Information on the organisation of the Directorate of Military Intelligence in World War II can be found in WO 208/5568.

These reports were made by officers and men of the armed forces and merchant navy and usually provide: service details; when and where captured; home address and civilian occupation. Researchers should note that these reports mostly relate to the European, Mediterranean or North Africa theatres of war. For Royal Air Force personnel details can include: where based, type of aircraft, when, where and how the aircraft was lost, and the presumed fate of the other aircrew. Every report includes a narrative, of variable length, which describes an individual's experiences as an escaper, evader or prisoner of war. In addition, many reports include appendices which can provide the names and addresses of civilian helpers, nature of help given, and relevant dates; details of the escape method and fellow PoWs who assisted in an escape; the usefulness of officially provided escape aids, which ones were used, and suggested improvements and/or additions. Due to various adverse factors, there were few successful escapes in the South East Asia theatre of war. Many escape, evasion and liberation reports include one or more Appendices. The purpose of these is as follows:

  • Appendix A (TOP SECRET). These can contain names and addresses of helpers, nature of help given, and relevant dates. This information was intended to help IS9 (D) - Intelligence School 9 (D), a division of Military Intelligence 9 (MI9) - and, eventually, the sections responsible for tracing and rewarding of helpers, IS9 (AB). In addition, so-called 'Black List' foreigners were also included. For security reasons Appendix A had a very limited circulation.
  • Appendix B (TOP SECRET later SECRET). Consists of military information and intelligence which was distributed to the Armed Forces and other interested departments. Nevertheless, it was recognised that in most instances an evader/escaper had little opportunity of observing enemy activities due to the normal practice of 'hiding-up' during the day. Useful intelligence was more generally obtained from naval or air force personnel by studying the reasons for their capture or failure of equipment and so on.
  • Appendix C (TOP SECRET). This continued the report narrative from the point where the escaper or evader came under an escape organisation within a PoW camp. It can give details of the escape method and allied personnel who assisted in an escape. Names and addresses of helpers and their descriptions (where necessary) were included. To some extent this overlapped with Appendix A and where the distinction was negligible they may even have been merged into one.
  • Appendix D (TOP SECRET later SECRET). Gives details of the usefulness of officially provided escape aids carried by pilots and others, which ones were used, and suggested improvements and/or additions.

Date: 1917-1974
Arrangement:

The papers of the Directorates and their sections were not always carefully and systematically filed. As far as possible, within each accession, they have been arranged under the heading of the geographical area to which they refer (in alphabetical order of areas), and then listed in chronological order.

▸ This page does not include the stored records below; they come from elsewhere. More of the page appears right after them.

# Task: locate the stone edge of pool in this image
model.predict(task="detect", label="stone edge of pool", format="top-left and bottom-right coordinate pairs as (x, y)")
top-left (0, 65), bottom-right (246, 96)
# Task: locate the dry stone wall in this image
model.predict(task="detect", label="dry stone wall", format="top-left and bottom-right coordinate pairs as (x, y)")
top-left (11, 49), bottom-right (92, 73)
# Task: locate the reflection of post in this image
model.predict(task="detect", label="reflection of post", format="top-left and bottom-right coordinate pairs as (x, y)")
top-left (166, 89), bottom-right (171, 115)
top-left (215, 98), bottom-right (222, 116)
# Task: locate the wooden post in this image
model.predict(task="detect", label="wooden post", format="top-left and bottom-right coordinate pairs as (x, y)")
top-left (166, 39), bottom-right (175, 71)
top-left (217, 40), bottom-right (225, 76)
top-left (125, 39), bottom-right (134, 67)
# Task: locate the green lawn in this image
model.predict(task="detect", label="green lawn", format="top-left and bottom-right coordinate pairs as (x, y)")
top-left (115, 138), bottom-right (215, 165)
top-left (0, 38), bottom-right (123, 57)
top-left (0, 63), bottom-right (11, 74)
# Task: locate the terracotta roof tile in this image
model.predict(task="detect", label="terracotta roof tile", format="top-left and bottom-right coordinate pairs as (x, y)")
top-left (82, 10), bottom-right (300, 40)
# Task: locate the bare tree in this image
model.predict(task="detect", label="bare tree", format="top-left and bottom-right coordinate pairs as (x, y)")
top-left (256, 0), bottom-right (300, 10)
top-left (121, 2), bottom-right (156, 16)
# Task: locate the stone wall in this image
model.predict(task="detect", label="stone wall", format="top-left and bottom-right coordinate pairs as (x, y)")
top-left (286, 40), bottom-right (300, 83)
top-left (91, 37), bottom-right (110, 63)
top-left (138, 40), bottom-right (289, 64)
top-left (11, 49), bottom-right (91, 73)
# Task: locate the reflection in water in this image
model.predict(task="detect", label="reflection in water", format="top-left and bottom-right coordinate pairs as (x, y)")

There are also collections under various general headings and from various sources, such as the Allied Translation and Interpretation Service, the Deputy Director of Information and Publicity, the Combined Services Detailed Interrogation Centre and the British Military Mission to the Soviet Forces, Berlin.

Item References: The report numbers are in numerical sequence within each file. They are the last digits of the former reference located at the top right of each report. Some of the numbers are missing from the sequences as there is no surviving information linked to them.

Related Material: For files of the tri-service Defence Intelligence Staff see: DEFE 31
For unregistered papers of the Services, Press and Broadcasting Committee and predecessors see: DEFE 53
See also: WO 344
Held by: The National Archives, Kew
Legal status: Public Record
Language: English
Creator: Ministry of Defence, Defence Intelligence Staff, 1964-
War Office, Directorate of Military Intelligence, 1915-1922
War Office, Directorate of Military Intelligence, 1939-1964
War Office, Directorate of Military Operations and Intelligence, 1922-1939
Physical description: 5639 files and volumes
Access conditions: Available in microform only unless otherwise stated
Immediate source of acquisition: from 1973 Ministry of Defence
Accruals: Series is accruing.
Unpublished finding aids: Subject and topographical indexes, and a glossary to codes used with regard to the interrogation of prisoners of war, are in the reading rooms at The National Archives, Kew.
Administrative / biographical background:

The Directorate of Military Intelligence came into existence in 1939 when, with the Directorate of Military Operations, it superseded a previously combined Directorate of Military Operations and Intelligence (DMO & I). Five of the Military Intelligence sections previously under the control of DMO & I - namely MI 1 to MI 5 - continued their work within the new Directorate, dealing (as before) with organization, geographic, topographic and security matters.